Leaves. Leaves Everywhere.

While it’s tempting to get out your leaf blower and start piling up those fall leaves, consider the benefits that leaving fallen leaves alone can have. Our gardens are havens for beneficial insects and animals of all kinds. Leaving at least some of the leaves in the place where they fall can give them a safe place to overwinter. While it’s tempting to go all out with your fall cleanups, leaving at least some of the garden intact isn’t the worst idea. Don’t forget: you can use some of the leaves that you do pick up as compost and mulch. 

Wrap ‘em Up.

If you have delicate trees and shrubs you may want to wrap them in burlap to help protect against winter winds and heavy ice. While this is not a bad idea, it’s important to remember to trim and prune any dead or diseased branches first. For spring-blooming perennials now is the time to cut them back without risking blooms. 

Clean Your Tools!

Finally, when you’re all done, you should give your garden tools a good cleaning and/or sharpening.
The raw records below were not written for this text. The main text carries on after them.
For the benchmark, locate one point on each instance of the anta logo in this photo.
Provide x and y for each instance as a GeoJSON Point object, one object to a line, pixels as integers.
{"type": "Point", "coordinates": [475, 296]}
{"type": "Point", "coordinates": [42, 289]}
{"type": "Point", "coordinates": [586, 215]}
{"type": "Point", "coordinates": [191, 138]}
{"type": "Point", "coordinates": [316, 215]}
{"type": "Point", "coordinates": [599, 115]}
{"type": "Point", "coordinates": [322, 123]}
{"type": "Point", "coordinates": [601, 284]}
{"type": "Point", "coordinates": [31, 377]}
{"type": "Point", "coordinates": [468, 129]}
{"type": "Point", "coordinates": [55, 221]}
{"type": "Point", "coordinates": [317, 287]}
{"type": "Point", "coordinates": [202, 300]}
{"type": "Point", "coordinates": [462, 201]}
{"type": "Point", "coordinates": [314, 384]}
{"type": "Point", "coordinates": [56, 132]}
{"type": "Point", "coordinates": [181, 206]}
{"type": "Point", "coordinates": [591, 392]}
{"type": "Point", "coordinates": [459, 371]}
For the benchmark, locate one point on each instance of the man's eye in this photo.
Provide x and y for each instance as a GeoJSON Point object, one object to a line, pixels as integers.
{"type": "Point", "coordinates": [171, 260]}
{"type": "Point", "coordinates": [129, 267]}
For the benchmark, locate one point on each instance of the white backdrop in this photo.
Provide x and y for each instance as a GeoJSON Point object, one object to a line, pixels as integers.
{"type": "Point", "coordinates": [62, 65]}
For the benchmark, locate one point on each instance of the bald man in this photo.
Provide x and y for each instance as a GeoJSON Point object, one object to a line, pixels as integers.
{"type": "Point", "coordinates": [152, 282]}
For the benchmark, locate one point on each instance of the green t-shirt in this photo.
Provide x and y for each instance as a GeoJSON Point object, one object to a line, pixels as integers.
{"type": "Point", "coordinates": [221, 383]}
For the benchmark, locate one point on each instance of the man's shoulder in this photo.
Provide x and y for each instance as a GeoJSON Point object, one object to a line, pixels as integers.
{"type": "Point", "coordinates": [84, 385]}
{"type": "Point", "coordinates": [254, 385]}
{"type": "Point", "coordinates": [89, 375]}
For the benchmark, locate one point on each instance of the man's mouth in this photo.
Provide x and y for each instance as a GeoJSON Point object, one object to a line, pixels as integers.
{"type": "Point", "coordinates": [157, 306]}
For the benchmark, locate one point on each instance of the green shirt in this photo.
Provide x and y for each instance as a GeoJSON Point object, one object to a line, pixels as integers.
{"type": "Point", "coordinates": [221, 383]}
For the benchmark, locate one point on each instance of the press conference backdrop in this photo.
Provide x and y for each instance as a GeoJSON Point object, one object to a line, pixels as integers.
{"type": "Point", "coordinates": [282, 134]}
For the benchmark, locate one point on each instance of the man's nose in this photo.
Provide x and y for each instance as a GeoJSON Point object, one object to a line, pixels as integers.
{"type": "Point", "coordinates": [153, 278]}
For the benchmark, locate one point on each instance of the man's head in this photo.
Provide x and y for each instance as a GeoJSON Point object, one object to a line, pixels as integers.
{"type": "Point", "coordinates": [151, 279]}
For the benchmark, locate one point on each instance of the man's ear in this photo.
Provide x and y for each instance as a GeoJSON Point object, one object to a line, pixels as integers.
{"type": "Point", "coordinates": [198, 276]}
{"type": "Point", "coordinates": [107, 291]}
Wash any remaining soil off and give them a soak in soapy water. Then rinse and thoroughly dry your tools. Use a wire brush to remove any rust; a light coating of vegetable oil will help you to loosen it. Finally, make a mix of 2 cups chlorine bleach to one gallon of water and dip your tools. Let them soak for at least 10 minutes to kill bacteria and fungi that can spread from one diseased plant to another come spring. Once they’ve soaked be sure to dry them COMPLETELY before putting them away for next spring.